Thesis project: Students may choose either a 30 ECTS or a 50 ETCS thesis project. In the latter case the learning objectives for the thesis include both the learning objectives for the projects on 3rd and 4th semesters.

 
Elective Courses 1st Semester
One course must be chosen
Module name Course type ECTS Applied grading scale Evaluation Method Assessment method Language
Advanced Modeling of Dynamic Systems
(N-IRS-K1-4)
Course 5 7-point grading scale Internal examination Written or oral exam English
Kalman Filter Theory and its Application
(N-IRS-K1-5)
Course 5 7-point grading scale Internal examination Written or oral exam English
Structural Mechanics and Dynamics
(N-IRS-K1-6)
Course 5 7-point grading scale Internal examination Written or oral exam English

 
Elective Projects 3rd Semester
One project must be chosen
Module name Course type ECTS Applied grading scale Evaluation Method Assessment method Language
Advanced Control and Estimation
(N-IRS-K3-1)
Project 20 7-point grading scale Internal examination Oral exam based on a project English
Design of Intelligent Reliable Systems
(N-IRS-K3-2)
Project 20 7-point grading scale Internal examination Oral exam based on a project English

 
Elective Courses 3rd Semester
Two courses must be chosen
Module name Course type ECTS Applied grading scale Evaluation Method Assessment method Language
Machine Learning
(N-IRS-K3-3)
Course 5 Passed/Not Passed Internal examination Written or oral exam English
Intelligent Control and Reliability Oriented Design
(N-IRS-K3-4)
Course 5 7-point grading scale Internal examination Written or oral exam English
Adaptive and Optimal Control
(N-IRS-K3-5)
Course 5 7-point grading scale Internal examination Written or oral exam English

19: Additional information

All students, who have not participated in Aalborg University’s PBL introductory course during their Bachelor’s degree, must attend the introductory course “Problem-based Learning and Project Management”. The introductory course must be approved before the student can participate in the project exam. For further information, please see the School of Engineering and Science’s website on Problem Based Learning and Project Management.

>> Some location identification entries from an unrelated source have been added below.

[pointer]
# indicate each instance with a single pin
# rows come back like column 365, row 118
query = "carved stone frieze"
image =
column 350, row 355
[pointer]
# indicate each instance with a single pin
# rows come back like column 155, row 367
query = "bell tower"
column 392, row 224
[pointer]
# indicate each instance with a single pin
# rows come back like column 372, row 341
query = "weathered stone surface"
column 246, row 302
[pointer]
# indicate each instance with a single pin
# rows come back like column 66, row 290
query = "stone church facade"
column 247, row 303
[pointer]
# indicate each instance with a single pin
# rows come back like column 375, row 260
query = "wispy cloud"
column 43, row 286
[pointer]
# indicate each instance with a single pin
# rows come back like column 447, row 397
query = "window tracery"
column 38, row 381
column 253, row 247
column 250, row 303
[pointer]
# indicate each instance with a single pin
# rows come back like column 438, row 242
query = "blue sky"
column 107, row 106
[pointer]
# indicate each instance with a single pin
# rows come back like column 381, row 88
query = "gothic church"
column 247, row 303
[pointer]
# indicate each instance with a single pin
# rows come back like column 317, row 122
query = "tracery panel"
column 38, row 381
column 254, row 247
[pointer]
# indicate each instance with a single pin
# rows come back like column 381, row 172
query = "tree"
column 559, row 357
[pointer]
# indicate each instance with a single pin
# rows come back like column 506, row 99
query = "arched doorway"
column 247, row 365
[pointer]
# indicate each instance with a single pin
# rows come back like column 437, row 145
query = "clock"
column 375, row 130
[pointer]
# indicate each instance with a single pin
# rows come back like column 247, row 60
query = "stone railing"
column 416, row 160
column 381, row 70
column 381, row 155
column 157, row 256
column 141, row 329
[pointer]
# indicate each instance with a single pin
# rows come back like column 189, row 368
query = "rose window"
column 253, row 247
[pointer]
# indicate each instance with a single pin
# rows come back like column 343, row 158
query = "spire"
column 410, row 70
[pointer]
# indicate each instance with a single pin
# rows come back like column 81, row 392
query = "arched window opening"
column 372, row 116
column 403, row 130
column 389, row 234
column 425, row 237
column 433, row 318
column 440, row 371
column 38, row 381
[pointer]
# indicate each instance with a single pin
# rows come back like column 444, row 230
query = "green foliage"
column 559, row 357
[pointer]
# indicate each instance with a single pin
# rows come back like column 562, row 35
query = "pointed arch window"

The current version of the study curriculum is published on the Aalborg University website for study curricula.

Additional information about semester descriptions is available in Moodle which is the school room for School of Engineering and Science (SES). Moodle provides study-related information, i.e. course descriptions, course literature, timetables and information about activities and events.

 

20: Commencement and transitional rules

The curriculum is approved by the Dean of the Faculty of Engineering and Science and enters into force as of September 2014.

Students who wish to complete their studies under the previous curriculum from Intelligent Information Systems must conclude their education by the summer examination period Summer 2015 at the latest, since examinations under the previous curriculum are not offered after this time.

In accordance with the Joint Programme Regulations of the Faculty of Engineering and Science at Aalborg University, the curriculum must be revised no later than 5 years after its entry into force.

21: Amendments to the curriculum and regulations

Minor editorial changes have been made in connection with the digitisation of the study curriculum.